Tout cela était enveloppé, habile, discret. Mais chaque parole de la sainte fille en cornette faisait brèche dans la résistance indignée de la courtisane. Puis, la conversation se détournant un peu, la femme aux chapelets pendants parla des maisons de son ordre, de sa supérieure, d’elle-même, et de sa mignonne voisine, la chère sœur Saint-Nicéphore. On les avait demandées au Havre pour soigner dans les hôpitaux des centaines de soldats atteints de la petite vérole. Elle les dépeignit, ces misérables, détailla leur maladie.
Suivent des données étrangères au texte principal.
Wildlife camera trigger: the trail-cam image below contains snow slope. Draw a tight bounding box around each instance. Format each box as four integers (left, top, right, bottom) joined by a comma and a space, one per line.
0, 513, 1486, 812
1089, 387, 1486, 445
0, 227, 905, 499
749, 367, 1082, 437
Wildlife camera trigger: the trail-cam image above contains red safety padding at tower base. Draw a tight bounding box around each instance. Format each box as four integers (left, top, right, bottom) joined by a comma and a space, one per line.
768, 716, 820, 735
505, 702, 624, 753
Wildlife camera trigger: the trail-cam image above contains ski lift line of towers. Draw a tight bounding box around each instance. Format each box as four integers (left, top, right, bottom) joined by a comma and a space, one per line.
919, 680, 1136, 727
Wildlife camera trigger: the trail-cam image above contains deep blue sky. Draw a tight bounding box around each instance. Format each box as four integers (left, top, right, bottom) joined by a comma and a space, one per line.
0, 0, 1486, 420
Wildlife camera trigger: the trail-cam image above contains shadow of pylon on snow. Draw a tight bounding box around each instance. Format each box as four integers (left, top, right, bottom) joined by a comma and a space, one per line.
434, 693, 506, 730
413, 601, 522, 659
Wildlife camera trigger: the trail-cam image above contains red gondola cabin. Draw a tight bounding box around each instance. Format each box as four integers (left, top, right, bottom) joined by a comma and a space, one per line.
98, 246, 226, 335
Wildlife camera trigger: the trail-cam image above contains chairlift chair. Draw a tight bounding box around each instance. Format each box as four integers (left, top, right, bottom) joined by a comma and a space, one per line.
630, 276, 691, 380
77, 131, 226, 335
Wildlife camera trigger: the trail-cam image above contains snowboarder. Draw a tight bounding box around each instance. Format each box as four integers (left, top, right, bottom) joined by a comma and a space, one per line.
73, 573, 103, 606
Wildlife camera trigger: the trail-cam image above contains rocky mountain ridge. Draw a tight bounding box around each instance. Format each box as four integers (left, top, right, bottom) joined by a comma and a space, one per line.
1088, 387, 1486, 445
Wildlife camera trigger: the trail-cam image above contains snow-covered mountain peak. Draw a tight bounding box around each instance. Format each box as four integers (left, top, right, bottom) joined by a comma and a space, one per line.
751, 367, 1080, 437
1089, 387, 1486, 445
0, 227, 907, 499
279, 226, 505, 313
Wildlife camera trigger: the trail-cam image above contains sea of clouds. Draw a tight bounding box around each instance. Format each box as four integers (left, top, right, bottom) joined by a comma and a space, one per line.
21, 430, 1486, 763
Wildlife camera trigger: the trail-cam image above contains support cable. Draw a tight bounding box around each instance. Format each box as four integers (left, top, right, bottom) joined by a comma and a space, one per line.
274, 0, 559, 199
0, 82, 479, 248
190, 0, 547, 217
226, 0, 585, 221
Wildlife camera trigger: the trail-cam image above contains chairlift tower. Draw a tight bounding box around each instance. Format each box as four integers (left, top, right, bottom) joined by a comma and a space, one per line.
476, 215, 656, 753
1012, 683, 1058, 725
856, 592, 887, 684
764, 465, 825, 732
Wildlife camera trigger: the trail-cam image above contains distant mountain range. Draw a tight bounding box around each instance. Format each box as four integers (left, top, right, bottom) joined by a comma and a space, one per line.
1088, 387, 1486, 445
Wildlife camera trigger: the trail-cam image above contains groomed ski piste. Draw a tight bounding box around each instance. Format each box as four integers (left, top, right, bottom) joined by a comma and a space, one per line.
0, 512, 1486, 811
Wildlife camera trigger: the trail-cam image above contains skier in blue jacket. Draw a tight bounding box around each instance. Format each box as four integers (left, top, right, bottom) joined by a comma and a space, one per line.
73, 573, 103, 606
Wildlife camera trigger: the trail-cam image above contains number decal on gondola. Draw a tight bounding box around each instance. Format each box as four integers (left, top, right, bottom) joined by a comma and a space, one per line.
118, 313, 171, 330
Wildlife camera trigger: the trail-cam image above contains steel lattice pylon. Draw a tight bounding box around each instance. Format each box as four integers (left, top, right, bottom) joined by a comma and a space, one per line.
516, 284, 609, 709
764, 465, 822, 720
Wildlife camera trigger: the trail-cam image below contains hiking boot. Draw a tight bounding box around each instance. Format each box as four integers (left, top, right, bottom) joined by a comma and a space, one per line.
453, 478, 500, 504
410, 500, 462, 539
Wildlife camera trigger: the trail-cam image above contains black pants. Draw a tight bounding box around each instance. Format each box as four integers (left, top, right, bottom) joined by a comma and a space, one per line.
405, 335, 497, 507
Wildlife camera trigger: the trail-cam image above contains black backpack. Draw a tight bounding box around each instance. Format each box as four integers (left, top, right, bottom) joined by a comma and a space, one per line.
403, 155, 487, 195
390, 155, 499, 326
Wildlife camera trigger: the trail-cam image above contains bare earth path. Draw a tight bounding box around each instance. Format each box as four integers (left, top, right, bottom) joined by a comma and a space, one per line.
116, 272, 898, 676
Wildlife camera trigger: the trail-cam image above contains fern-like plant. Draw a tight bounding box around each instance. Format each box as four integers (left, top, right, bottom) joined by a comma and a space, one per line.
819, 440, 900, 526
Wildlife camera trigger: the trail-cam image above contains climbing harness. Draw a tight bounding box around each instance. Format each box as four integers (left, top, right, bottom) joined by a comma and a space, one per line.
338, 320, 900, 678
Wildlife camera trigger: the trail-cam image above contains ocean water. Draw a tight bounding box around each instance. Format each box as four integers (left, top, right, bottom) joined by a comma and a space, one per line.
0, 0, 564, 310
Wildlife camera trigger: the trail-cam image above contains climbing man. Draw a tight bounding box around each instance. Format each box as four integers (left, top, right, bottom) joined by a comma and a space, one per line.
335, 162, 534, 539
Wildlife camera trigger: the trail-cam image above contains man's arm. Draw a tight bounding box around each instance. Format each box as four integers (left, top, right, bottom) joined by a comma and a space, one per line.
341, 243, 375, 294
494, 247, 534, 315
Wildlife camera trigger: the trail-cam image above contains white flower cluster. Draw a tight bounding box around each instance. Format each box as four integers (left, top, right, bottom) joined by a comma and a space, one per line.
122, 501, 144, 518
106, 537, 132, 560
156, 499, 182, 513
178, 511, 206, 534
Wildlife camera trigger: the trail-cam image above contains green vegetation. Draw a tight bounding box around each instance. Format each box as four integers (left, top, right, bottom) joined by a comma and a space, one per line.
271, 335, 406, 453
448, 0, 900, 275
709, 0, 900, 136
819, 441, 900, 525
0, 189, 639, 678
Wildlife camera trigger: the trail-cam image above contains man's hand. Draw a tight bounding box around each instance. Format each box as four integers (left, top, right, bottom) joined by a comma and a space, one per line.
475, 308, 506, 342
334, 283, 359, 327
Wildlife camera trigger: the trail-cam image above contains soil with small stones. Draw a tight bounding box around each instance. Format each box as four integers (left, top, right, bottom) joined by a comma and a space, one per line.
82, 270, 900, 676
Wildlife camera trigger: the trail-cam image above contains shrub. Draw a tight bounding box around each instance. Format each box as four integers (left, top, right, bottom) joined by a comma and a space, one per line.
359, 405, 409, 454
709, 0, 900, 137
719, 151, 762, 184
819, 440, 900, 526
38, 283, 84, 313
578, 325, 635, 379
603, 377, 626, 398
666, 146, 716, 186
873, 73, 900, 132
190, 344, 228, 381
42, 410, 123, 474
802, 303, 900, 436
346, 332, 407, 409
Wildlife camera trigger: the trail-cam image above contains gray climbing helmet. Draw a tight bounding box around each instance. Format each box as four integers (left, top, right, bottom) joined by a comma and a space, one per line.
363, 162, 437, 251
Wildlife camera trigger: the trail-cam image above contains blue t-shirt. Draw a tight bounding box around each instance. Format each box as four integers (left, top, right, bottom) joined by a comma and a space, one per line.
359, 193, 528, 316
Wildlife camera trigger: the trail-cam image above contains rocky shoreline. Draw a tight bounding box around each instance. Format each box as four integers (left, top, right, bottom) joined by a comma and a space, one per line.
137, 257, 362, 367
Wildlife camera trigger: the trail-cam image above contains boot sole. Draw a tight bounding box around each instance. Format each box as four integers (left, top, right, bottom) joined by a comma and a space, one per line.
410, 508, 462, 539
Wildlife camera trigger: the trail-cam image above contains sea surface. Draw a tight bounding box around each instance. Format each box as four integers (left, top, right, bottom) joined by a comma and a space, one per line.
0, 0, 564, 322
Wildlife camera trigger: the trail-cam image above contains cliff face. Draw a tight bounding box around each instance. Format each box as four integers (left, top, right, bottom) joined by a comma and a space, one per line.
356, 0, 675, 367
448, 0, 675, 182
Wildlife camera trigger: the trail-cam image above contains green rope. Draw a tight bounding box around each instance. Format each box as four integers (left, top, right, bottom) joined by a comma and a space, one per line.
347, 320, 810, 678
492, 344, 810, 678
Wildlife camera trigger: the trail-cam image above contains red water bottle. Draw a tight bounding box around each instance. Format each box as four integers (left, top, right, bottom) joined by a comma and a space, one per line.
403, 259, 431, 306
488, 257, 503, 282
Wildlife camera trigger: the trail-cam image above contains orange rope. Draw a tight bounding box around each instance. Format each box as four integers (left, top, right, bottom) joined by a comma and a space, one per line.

Et tandis qu’elles étaient arrêtées en route par les caprices de ce Prussien, un grand nombre de Français pouvaient mourir qu’elles auraient sauvés peut-être ! C’était sa spécialité, à elle, de soigner les militaires ; elle avait été en Crimée, en Italie, en Autriche, et, racontant ses campagnes, elle se révéla tout à coup une de ces religieuses à tambours et à trompettes qui semblent faites pour suivre les camps, ramasser des blessés dans les remous des batailles, et, mieux qu’un chef, dompter d’un mot les grands soudards indisciplinés ; une vraie bonne sœur Ran-tan-plan, dont la figure ravagée, crevée de trous sans nombre, paraissait une image des dévastations de la guerre.